The process for crawling a website consists of two types of crawls:
- Smart crawl
- Full crawl
Smart crawls are a method of crawling where the crawler looks for a domain's XML sitemap and indexes the content listed. An XML sitemap is a document that helps our crawler(s), as well as other web crawlers like Google, find and index information on your website. XML sitemaps can also include information about when the site was last modified, how frequently a page is updated, and the how important a page is compared to others. A smart crawl will update the index based on any changes found between the time of index and the last version of the sitemap. By default, we will use a smart crawl to index your site and if one is not found, we’ll fall back to a full crawl. To find your XML sitemap, enter WWW.YOURDOMAIN.COM/sitemap.xml. Read more about XML sitemaps.
Full crawls happen when a crawler starts at a base URL and will keep navigating and crawling to all other links on each page. If the links on any given page are within the base domain(s) on the crawler, it will continue crawling and indexing pages as it finds them.
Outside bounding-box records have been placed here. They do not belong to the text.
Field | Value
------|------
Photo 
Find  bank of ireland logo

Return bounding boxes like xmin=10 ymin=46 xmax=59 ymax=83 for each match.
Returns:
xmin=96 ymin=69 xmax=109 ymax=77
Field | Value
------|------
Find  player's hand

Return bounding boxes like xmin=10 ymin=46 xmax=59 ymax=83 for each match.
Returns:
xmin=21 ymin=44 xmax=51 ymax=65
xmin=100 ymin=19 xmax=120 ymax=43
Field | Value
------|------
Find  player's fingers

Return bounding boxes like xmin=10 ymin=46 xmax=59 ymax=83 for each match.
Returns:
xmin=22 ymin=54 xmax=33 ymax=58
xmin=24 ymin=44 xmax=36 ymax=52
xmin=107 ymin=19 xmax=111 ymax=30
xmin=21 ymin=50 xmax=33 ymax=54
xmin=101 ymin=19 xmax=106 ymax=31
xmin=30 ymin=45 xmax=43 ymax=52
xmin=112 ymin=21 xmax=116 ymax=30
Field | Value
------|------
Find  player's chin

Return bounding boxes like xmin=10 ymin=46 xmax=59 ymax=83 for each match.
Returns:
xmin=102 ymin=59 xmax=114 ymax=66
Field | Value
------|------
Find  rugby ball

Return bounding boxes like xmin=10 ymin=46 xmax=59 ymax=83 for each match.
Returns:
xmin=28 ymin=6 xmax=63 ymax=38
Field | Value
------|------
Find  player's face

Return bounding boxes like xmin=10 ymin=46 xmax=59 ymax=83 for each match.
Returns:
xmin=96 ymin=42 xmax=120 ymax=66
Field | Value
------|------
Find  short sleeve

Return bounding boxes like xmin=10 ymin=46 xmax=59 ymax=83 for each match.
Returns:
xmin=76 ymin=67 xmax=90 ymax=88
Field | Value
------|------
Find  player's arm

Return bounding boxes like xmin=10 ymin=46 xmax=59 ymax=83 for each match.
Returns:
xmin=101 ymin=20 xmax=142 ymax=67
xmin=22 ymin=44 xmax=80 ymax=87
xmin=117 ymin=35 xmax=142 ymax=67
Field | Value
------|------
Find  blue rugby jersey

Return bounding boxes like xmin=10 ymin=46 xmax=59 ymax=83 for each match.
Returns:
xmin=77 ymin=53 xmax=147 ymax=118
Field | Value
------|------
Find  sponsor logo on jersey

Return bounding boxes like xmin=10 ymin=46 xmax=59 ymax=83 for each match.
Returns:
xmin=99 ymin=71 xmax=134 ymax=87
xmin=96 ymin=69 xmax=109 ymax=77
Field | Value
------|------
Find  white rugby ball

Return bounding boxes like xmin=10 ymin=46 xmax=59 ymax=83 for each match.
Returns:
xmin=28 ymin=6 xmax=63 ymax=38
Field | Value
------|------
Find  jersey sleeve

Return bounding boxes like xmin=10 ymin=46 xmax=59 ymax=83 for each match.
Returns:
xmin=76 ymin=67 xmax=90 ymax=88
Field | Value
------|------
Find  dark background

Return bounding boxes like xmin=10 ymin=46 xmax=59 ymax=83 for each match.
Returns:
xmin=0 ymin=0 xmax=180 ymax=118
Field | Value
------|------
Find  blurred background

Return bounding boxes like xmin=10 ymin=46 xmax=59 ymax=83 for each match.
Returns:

Does the crawler respect canonical, robots.txt, and noindex?
The crawler automatically respects noindex tags, canonical tags and settings within your robots.txt file. The crawler can be set to ignore these - simply submit your request to support.
Can you find orphan pages?
No. Orphan pages are web pages on the web that have no links directed to the page. This makes it impossible to find for crawlers, as they rely on following links to index pages. On the contrary, if you have pages that are not located on the website but you’d like to include within a crawl, you can add it to the domains to be crawled for a specific crawler.
Can I crawl my site on-demand or manually?
Yes, please visit this article for more information: How do I run a crawl on demand?
Can I see all of the pages that have been indexed?
Although this is not a current feature, you can see the total number of pages indexed by typing * into the Test Search box on your MyCludo dashboard. You can also view your crawler log and search a page to see if it has been successfully indexed. Furthermore, Page Inventory can give you a good overview of how your crawls went.